Originally Posted by
the other bob wilson
I finished watching BBC Wales' Slammed, a three part documentary on Welsh rugby between the late nineties and the beginning of the Warren Gatland era, yesterday and, initially, was puzzled as to why I enjoyed the last two episodes more than the first one. The penny dropped when I realised that the first episode had a voiceover by Max Boyce, while the other two were just straightforward talking heads to camera.

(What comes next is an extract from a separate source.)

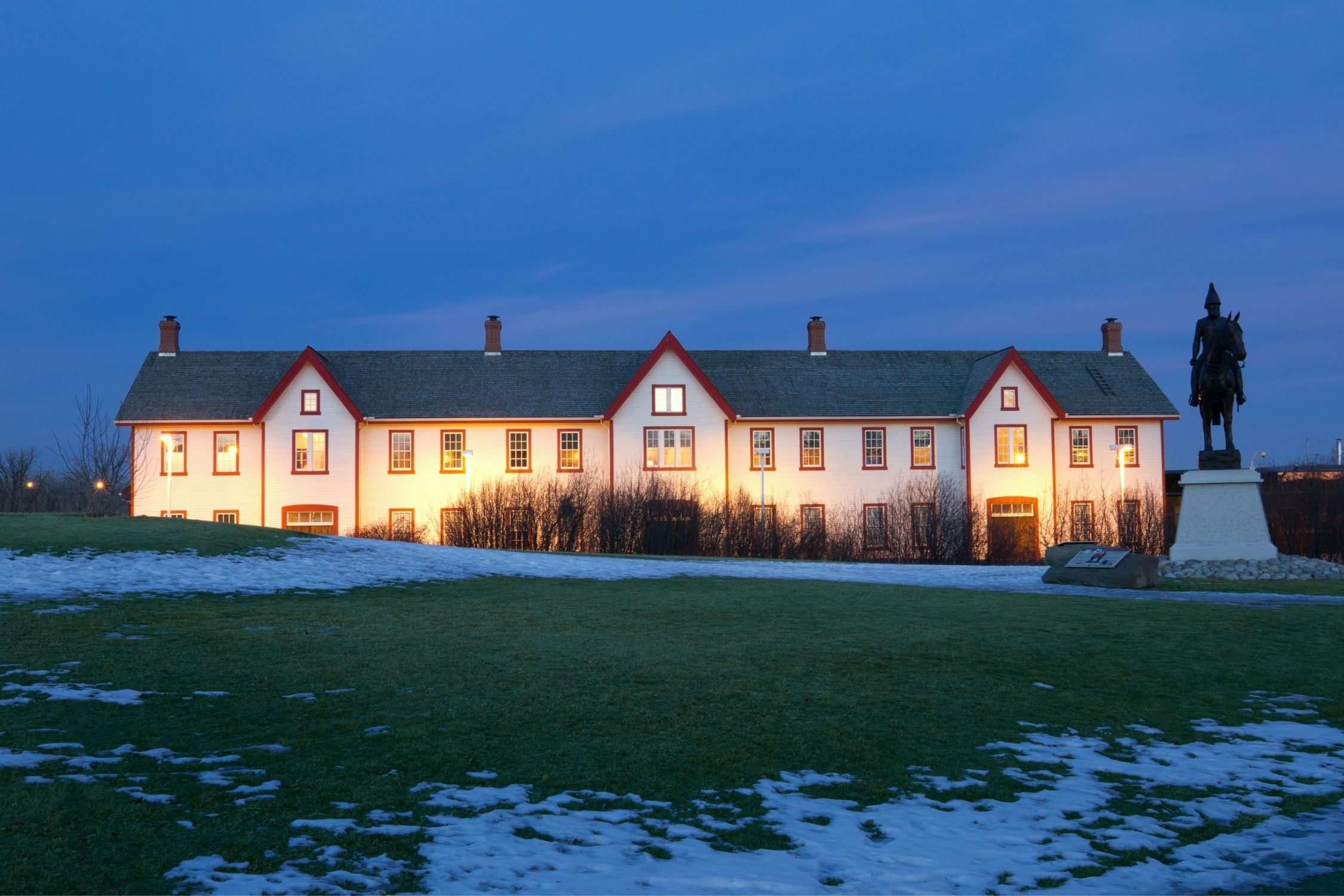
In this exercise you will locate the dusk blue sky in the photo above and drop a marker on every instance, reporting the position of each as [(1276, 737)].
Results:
[(923, 176)]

it seemed odd to me that you would use Boyce for one episode and not the other two (not that his melodramatic and reverential contribution added anything at all to the programme), but a possible explanation is that the first episode was a lot about contrasting how good Wales were in the seventies with how bad they were twenty years later, so I suppose someone who seems to be stuck in that era was used to emphasise that contrast.
It's not too strong a word to say that I despise Max Boyce now, yet, even with my self image as a cool young man whose musical tastes owed much, too much, to what was being said in the NME, Sounds and Melody Maker at any given time, I'd still play my old man's vinyl copy of Live at Treorchy now and again in the late seventies, because I found it funny and, in lots of ways, accurate when it came to the Wales of nearly fifty years ago.
Yet, Boyce's act seems sentimental, hackneyed and way, way past its sell by date now. Is that because, Wales has moved on and is a more confident and vibrant country now or is it just that I have changed into an old curmudgeon who has lost his sense of humour?